# Pencil lead or bottom bounces?



## TIGGER (Jan 17, 2006)

Getting to the deep slow fishing time. Thinking of pencil lead this year inlue of bottom bouncers. Lost alot of bouncers last year thinking of pencil lead. Any suggestions? Pencil lead seems to be more streamlined and may breakoff better with a threeway without loosing the whole rig.


----------



## billybob7059 (Mar 27, 2005)

I like the bouncers. The key is keepin the line at a 90 to 45 degree angle. you'll lose less rigs that way.


----------



## bkr43050 (Apr 5, 2004)

Billybob is right that the angle is the key. Run enough weight in bouncer that the weight is standing up and constantly bumping the bottom as opposed to dragging on its side. And I try to maintain about a 45-55° angle. If you are working slower yet and you can't stand the weights up then I would change to the Lindy rig.


----------



## jayb (May 25, 2006)

If I'm loosing rigs, I switch to a 3 way swivel and put a mess of big ole split shot on the dropper line.

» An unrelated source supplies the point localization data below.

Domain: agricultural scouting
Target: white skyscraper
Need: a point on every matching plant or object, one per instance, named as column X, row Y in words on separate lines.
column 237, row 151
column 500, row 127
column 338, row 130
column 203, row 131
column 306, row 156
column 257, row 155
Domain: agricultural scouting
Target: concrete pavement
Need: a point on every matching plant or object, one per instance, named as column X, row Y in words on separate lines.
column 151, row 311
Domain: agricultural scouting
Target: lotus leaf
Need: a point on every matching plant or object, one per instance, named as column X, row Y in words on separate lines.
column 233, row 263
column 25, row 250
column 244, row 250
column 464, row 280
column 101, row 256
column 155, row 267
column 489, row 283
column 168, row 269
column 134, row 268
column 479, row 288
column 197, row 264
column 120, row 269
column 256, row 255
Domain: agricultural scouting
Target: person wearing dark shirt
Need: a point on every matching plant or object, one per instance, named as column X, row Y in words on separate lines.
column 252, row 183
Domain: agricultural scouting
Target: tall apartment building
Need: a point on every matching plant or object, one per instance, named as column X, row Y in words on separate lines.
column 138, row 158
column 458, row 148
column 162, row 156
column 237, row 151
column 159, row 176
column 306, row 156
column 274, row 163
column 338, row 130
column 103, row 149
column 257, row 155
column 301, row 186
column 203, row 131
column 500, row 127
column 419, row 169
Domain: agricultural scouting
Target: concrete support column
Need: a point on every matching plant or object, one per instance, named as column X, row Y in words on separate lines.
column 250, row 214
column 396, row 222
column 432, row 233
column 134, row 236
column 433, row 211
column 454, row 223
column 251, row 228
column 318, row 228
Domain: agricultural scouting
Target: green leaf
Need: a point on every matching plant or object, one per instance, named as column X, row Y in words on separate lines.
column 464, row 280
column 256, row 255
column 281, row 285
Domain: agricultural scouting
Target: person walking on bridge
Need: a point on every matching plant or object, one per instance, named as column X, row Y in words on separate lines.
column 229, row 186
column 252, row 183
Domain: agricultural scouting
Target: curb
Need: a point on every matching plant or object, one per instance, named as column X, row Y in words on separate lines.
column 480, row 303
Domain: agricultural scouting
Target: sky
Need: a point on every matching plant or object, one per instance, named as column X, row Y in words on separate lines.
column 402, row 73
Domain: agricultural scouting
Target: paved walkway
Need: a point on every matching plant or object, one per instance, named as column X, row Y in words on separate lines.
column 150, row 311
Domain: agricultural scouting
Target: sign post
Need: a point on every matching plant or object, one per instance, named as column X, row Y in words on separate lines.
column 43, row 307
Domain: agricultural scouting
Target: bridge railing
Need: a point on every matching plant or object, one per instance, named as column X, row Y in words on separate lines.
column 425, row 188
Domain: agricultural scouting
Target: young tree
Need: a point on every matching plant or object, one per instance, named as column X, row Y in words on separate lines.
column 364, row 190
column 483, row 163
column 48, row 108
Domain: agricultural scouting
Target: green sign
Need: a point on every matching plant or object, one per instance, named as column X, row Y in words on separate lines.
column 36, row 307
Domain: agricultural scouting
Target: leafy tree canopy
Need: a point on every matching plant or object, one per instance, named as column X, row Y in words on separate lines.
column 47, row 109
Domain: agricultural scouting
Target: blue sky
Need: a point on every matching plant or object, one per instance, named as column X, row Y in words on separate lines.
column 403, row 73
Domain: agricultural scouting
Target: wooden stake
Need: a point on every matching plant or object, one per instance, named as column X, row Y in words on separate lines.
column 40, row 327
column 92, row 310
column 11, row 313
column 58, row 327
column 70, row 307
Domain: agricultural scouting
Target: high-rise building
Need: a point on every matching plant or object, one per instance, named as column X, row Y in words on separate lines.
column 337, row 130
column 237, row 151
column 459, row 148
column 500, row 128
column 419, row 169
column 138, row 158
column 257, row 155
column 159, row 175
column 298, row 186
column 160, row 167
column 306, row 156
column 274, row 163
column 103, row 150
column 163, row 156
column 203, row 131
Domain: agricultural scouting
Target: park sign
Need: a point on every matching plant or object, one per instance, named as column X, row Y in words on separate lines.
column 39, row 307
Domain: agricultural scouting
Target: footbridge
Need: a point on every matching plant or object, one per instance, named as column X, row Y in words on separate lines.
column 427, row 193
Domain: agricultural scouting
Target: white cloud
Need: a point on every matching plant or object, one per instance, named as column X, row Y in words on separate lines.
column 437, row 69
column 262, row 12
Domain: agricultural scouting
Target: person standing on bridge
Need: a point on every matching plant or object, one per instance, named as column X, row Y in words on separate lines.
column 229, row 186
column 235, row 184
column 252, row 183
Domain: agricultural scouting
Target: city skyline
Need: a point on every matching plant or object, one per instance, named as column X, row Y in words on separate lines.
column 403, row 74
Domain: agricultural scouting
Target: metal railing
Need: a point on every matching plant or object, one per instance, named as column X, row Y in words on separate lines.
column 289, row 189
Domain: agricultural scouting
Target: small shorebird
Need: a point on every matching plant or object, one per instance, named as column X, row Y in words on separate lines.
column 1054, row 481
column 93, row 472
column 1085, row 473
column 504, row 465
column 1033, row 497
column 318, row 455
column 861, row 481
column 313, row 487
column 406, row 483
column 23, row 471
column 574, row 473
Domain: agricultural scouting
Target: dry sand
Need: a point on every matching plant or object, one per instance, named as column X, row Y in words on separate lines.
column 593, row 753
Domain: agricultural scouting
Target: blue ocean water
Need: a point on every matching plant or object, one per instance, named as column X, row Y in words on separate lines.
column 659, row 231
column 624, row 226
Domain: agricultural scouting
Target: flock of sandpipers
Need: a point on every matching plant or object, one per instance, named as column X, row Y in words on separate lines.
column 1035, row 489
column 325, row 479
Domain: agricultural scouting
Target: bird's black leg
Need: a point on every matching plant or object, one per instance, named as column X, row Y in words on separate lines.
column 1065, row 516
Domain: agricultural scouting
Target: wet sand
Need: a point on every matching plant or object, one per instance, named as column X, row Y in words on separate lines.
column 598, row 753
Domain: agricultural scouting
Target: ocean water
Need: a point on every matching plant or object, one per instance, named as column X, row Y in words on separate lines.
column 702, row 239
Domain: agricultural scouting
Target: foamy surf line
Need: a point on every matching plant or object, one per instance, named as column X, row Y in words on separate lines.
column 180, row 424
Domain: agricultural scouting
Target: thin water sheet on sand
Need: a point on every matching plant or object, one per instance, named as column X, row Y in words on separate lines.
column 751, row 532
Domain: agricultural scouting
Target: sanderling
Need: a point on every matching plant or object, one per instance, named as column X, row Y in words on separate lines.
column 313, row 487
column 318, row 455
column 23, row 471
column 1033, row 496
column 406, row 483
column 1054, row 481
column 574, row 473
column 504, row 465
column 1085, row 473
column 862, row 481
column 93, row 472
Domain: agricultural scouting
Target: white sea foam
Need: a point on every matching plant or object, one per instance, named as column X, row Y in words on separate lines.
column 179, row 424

They pull off pretty easy and you usually get the rest of the rig back.


----------



## quacker835 (Feb 14, 2006)

i used a bottomouncer this past weekend for the first time i thought it was great but my only concern or complaint was that its alot of stuff hanging on the end of my rod what i mean is i had 4 rods with the all of the stuff on them in my boat and it seemed to take up alot of room. will the pencils help with the bulkiness or is there some other contraptions out there?


----------